Canada’s NATO counterparts, such as the United Kingdom and Germany, have also adopted approaches aimed at expanding training capacity and addressing personnel shortages through partnerships with civilian institutions and private-sector organizations. Rather than focusing on traditional recruitment strategies alone, these efforts place greater emphasis on institutional adaptability, long-term investment, and leveraging civilian expertise and infrastructure to strengthen broader defence capabilities.
Therefore, the OAG’s recommendation that the CAF invest in training infrastructure, including instructors and equipment, to enable more recruits to be trained simultaneously aligns well with new initiatives undertaken by NATO counterparts. Additionally, it suggested that the CAF address understaffed occupations, particularly those tied to urgent operational requirements.
The first recommendation is reflected in the CAF’s unconventional training partnerships with civilian colleges. In 2024, the CAF expanded training beyond the CFLRS and the Canadian Forces College. It first partnered with Fanshawe College to support military members transitioning into service by generating transferable skills. Most recently, in April 2026, it signed an agreement with Royal Roads University in British Columbia. This program increases officer development capacity by serving as a new ROTP training pathway, allowing individuals to graduate with a bachelor’s degree while incorporating leadership, ethics, fitness, health and wellbeing, and second-language training throughout the program.
This initiative represents a significant step forward for the CAF. If it generates strong enrolment, the pilot project may lead to additional agreements with civilian universities to expand officer-training capacity beyond the Canadian Forces College, potentially reducing training costs through outsourcing.
The second recommendation is already visible to the public.
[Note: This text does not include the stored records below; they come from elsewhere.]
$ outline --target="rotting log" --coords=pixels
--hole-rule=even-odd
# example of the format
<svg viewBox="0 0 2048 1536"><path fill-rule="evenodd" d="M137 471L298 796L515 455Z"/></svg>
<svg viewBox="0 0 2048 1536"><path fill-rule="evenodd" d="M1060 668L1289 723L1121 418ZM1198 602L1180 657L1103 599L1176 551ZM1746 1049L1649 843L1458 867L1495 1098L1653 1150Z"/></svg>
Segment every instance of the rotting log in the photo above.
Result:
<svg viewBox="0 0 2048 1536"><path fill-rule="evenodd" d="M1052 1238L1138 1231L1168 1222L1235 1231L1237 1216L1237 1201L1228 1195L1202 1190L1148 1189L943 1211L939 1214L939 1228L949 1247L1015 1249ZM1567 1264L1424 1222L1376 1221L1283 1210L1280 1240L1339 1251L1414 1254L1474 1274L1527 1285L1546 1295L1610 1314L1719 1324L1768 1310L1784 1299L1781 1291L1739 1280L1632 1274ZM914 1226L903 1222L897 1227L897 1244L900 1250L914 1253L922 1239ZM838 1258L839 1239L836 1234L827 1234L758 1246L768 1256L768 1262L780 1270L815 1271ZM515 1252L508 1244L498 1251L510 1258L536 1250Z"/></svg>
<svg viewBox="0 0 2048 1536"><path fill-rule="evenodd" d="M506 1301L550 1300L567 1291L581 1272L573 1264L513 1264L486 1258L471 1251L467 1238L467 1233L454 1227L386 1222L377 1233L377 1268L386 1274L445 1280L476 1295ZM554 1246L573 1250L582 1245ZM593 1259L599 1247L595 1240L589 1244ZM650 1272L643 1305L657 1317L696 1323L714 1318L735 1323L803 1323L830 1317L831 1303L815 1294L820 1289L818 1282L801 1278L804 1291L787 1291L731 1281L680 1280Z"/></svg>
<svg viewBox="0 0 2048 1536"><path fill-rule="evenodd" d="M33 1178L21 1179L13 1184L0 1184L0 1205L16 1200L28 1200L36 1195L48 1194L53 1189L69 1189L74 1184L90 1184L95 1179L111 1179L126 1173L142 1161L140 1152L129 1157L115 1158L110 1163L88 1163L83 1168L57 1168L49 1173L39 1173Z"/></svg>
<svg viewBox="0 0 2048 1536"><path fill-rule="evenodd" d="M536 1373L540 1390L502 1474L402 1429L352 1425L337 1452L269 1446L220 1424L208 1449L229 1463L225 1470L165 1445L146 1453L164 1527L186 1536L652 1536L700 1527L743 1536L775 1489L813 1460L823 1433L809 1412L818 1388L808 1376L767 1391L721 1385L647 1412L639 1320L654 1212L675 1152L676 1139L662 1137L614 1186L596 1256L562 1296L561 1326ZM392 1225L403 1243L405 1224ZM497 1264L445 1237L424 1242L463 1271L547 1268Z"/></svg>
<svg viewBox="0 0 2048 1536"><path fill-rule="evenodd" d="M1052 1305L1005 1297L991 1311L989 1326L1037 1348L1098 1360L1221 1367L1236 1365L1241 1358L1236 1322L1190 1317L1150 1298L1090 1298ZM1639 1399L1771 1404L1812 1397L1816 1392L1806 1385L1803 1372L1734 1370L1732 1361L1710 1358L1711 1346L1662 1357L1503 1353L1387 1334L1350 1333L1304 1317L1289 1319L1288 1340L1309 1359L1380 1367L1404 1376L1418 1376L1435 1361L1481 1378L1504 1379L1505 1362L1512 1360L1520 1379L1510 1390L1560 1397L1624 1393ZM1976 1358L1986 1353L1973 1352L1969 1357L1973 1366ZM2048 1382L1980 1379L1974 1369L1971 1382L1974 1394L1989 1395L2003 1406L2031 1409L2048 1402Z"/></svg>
On the CAF recruiting website, applicants are encouraged to apply for in-demand occupations through incentives such as recruiting allowances—essentially sign-up bonuses—and priority application processing.
Taken together, these initiatives show that the CAF is finally moving beyond discussion and beginning to experiment with practical solutions that could meaningfully strengthen the Reserve Force. The combination of targeted recruiting incentives, expanded training capacity, and new partnerships with civilian institutions suggests a system that is adapting—slowly, but deliberately—to the realities of today’s security environment. If the CAF can sustain this momentum, address its recruitment bottlenecks, and continue investing in modern training pathways, the Reserve Force could emerge far more capable and relevant than it has been in decades. The next few years will be critical, but they also present a genuine opportunity for the CAF to build a Reserve that is not only larger, but better trained, more flexible, and more aligned with Canada’s evolving defence needs.
Disclaimer: Any views or opinions expressed in articles are solely those of the authors and do not necessarily represent the views of the NATO Association of Canada.